Листа всегда уязвляли непочтительные отзывы о княгине. И он сказал то, в чем долго потом раскаивался:
— Ты хотела полной откровенности, Козима. Тогда я спрошу тебя: уверена ли ты, что Вагнер отвечает на твое чувство полностью? Да… конечно, ты уверена в этом.
Глаза у Козимы стали совсем прозрачными. Она встала и подошла поближе к отцу.
— Не бойся, я приму бой, — сказала она. — Нет, я не уверена, что Вагнер любит меня так же, как я его. Мне вообще не суждено внушать такую любовь — я уже знаю. Но со временем он будет ценить меня. В этом можешь не сомневаться. Лучшей жены ему не найти. Я буду неусыпно блюсти его интересы, охранять его покой, поддерживать бодрость. Я знаю, что ему нужно. Сделаю все, чтобы его слава укрепилась. Ну, и потом ты ведь знаешь: я не глупа… и никогда не оскорблю его вкуса.
Ее рука легла на плечо Листа.
— И к музыке я привыкла, — продолжала она почти ласково, с легкой иронией. — Столько ее приходилось слушать! Разбираюсь в ней неплохо. И дирижирование мне хорошо известно. Я сумею управлять этим оркестром, как он ни сложен… Но если другие женщины управляют вами, чтобы удовлетворить свои мелочные прихоти, и в угоду этому ломают вас, то я посвящу себя служению. Творчество Вагнера, его слава, его бессмертие — вот чему я служу. Как ты думаешь: стоит ли обвинять женщину, поставившую перед собой такую цель?
Она сняла руку с его плеча, поправила волосы. Он впервые заметил, какие у нее красивые руки.
— У меня ведь нет собственных талантов. Придется пестовать чужой. Чем же плоха эта миссия? Когда-нибудь ты признаешь мою правоту.

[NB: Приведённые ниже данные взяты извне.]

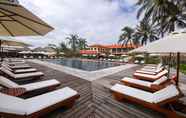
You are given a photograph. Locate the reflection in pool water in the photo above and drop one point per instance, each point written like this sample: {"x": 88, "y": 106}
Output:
{"x": 84, "y": 64}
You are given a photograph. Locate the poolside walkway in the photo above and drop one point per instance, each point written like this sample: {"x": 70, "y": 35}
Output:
{"x": 87, "y": 75}
{"x": 96, "y": 100}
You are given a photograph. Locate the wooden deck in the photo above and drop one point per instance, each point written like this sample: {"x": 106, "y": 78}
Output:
{"x": 96, "y": 100}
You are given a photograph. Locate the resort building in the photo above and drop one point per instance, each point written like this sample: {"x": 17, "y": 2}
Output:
{"x": 114, "y": 49}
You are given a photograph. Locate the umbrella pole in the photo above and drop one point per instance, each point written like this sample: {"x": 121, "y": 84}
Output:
{"x": 178, "y": 68}
{"x": 169, "y": 65}
{"x": 1, "y": 51}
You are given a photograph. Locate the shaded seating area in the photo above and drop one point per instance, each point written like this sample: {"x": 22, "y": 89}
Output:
{"x": 36, "y": 106}
{"x": 47, "y": 85}
{"x": 154, "y": 91}
{"x": 150, "y": 100}
{"x": 43, "y": 96}
{"x": 147, "y": 85}
{"x": 20, "y": 76}
{"x": 19, "y": 71}
{"x": 150, "y": 77}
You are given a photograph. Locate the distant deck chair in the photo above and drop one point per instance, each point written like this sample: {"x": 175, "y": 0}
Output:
{"x": 152, "y": 66}
{"x": 154, "y": 101}
{"x": 150, "y": 77}
{"x": 150, "y": 71}
{"x": 24, "y": 66}
{"x": 16, "y": 71}
{"x": 20, "y": 76}
{"x": 146, "y": 85}
{"x": 47, "y": 84}
{"x": 13, "y": 107}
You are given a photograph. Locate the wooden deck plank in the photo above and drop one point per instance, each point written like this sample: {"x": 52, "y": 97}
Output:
{"x": 96, "y": 100}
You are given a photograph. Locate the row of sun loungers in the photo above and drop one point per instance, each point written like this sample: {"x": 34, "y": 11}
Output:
{"x": 148, "y": 89}
{"x": 18, "y": 72}
{"x": 35, "y": 106}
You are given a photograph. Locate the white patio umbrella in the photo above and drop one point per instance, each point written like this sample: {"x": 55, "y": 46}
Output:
{"x": 15, "y": 20}
{"x": 173, "y": 43}
{"x": 124, "y": 55}
{"x": 139, "y": 56}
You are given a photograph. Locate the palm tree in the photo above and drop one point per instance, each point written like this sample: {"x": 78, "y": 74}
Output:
{"x": 55, "y": 48}
{"x": 82, "y": 43}
{"x": 127, "y": 36}
{"x": 63, "y": 47}
{"x": 145, "y": 32}
{"x": 168, "y": 14}
{"x": 73, "y": 41}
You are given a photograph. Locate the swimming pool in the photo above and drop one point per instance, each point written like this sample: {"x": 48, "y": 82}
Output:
{"x": 86, "y": 65}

Но он признал ее не скоро.
А теперь в Трибшене, в домике, который Козима велела убрать по своему вкусу, совсем не бюргерскому, тихо, удобно для работы. Может быть, впервые в жизни Вагнер наслаждается покоем. Это не разнеживающий покой, а тот, который необходим для вдохновения. Козима — его секретарь, его первый критик. Ей он читает свои либретто, играет все написанное. Мягкой, женственной ее не назовешь, ее остроумие жалящее… Но по уму, по развитию, по широте взглядов она выше всех женщин, которых он знал. Когда он говорит ей это, она хмурится:
— Разве любовь нуждается в оправдании?
— Нет, конечно. Но ты вообще недовольна, когда я тебя хвалю.
— Да. Если бы люди любили друг друга только за их достоинства, холодно было бы жить на свете.
Она могла бы спросить: «А за что ты выбрал Минну?» Но щадила его. Бедняга, ведь придется сказать: «За красоту». Лучше не подвергать его такой неловкости.
— И когда я подумаю, что такая блестящая женщина, как ты, принесла себя в жертву…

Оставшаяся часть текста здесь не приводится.